Blood pressure was measured with an automatic blood pressure measuring instrument (JAWON Medical Co., Ltd.).
The experimental period was 3 months, 5 minutes daily, during which the blood pressure was measured before treatment, immediately after treatment, and 30 minutes after treatment.

  The control group took an oral antihypertensive agent prescribed by the doctor. The experimental period was about 3 months, and blood pressure was measured once daily.

  During the experiment, people in the HDD group did not use any antihypertensive agent, only the blood pressure lowering device manufactured by JAWON Medical Co., Ltd. On the other hand, people in the control group took antihypertensive agents.

Effect Criteria The treatment effect criteria are divided into three stages according to the level of systolic blood pressure drop, and the treatment effect is judged by percentage.

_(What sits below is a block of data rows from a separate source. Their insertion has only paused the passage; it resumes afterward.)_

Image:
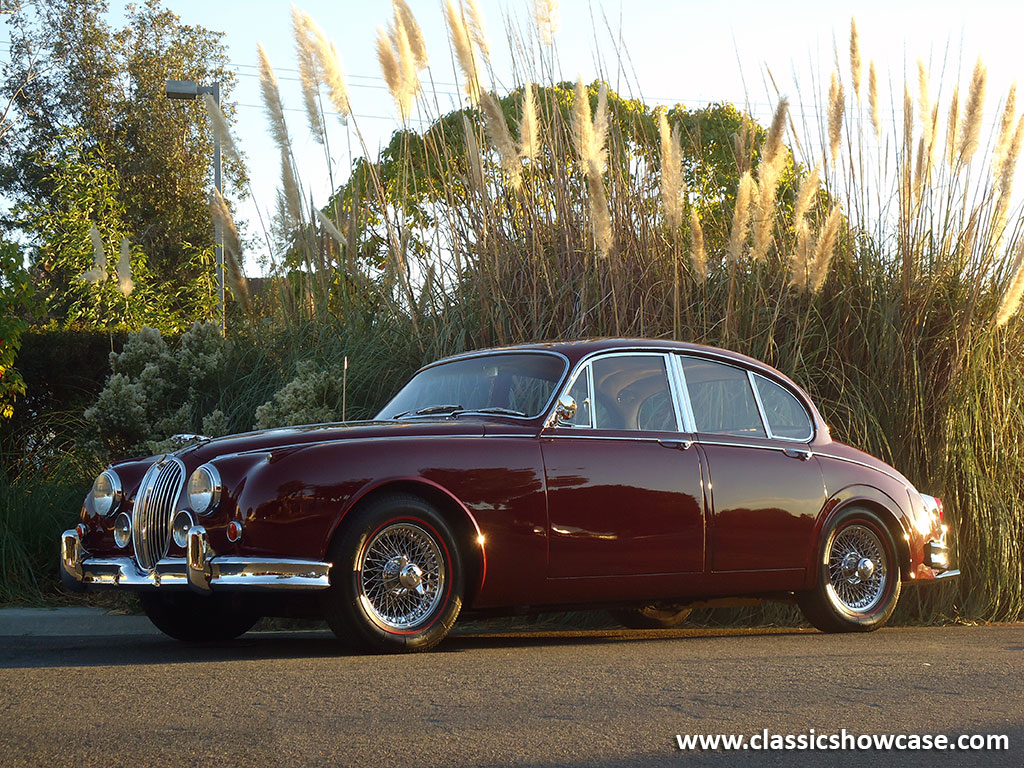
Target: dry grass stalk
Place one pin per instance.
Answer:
(218, 124)
(772, 162)
(329, 225)
(501, 137)
(1011, 300)
(546, 18)
(800, 264)
(335, 79)
(855, 65)
(872, 99)
(823, 250)
(271, 100)
(806, 195)
(464, 51)
(672, 173)
(589, 137)
(308, 74)
(528, 132)
(698, 256)
(1004, 179)
(740, 217)
(952, 127)
(125, 284)
(292, 199)
(1006, 134)
(837, 105)
(401, 54)
(477, 29)
(973, 113)
(98, 271)
(473, 157)
(403, 17)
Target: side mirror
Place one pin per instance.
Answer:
(565, 409)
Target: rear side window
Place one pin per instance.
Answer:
(722, 399)
(786, 418)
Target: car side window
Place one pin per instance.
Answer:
(581, 393)
(722, 399)
(631, 392)
(786, 418)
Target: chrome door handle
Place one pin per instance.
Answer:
(679, 444)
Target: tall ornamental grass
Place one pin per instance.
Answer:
(875, 256)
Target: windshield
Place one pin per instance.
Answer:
(512, 384)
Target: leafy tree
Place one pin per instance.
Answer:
(85, 92)
(15, 296)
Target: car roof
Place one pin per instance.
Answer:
(578, 349)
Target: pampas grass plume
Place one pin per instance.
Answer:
(546, 18)
(463, 51)
(973, 113)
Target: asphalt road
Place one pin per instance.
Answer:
(557, 698)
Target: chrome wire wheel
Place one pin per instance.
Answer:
(858, 569)
(401, 577)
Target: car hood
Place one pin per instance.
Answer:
(267, 439)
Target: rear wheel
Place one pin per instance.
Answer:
(185, 615)
(858, 582)
(654, 616)
(396, 582)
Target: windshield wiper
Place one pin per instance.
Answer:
(429, 410)
(494, 410)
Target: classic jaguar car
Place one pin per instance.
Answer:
(640, 476)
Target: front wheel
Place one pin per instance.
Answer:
(858, 581)
(193, 617)
(396, 582)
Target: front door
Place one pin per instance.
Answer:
(625, 487)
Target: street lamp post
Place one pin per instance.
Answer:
(190, 90)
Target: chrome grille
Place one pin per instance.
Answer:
(154, 512)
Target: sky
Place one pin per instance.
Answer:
(687, 51)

Very good: When systolic blood pressure drop is 20 mmHg or more Good: When systolic blood pressure drop is about 10-20 mmHg Bad: When systolic blood pressure drop is about 10 mmHg or less

Results The total number of patients who participated in the experiment was 120 in the HDD group and 60 in the control group. The HDD group included 25 men and 35 women, with an average age of 58.9 years (see Table 2)

Table 2

  The control group included 28 males and 32 females among the 60, with an average age of 58.2 years. (See Table 3)

Table 3

  Of the 60 people in the HDD group, 18 were classified as high blood pressure stage 1, 37 were classified as stage 2, and 5 were classified as stage 3. Of the 60 controls, 18 were classified as hypertensive stage 1, 32 were classified as stage 2, and 10 were classified as stage 3. (See Table 4)

Table 4

Treatment effect of hypertension stage 1 and 2
In the HDD group, there were a total of 55 patients with high blood pressure in stages 1 and 2, of which 25 (45.5%) were very good and 23 (41.8%) were good, resulting in a total of 48 (87.3%). Gave effective treatment results, only 7 (12.7%) showed bad results. (See Table 5)
On the other hand, in the control group, there were a total of 50 hypertensive patients at hypertension stage 1 and 2, of which 23 (46.0%) were very good after taking oral antihypertensive drugs, and 21 (42.2%) were good A total of 44 people (88.0%) gave effective treatment results, and only 6 people (12.0%) gave bad results. (See Table 5)

Table 5

  In the cases of hypertension stages 1 and 2, only a slight difference was seen between the HDD group and the control group.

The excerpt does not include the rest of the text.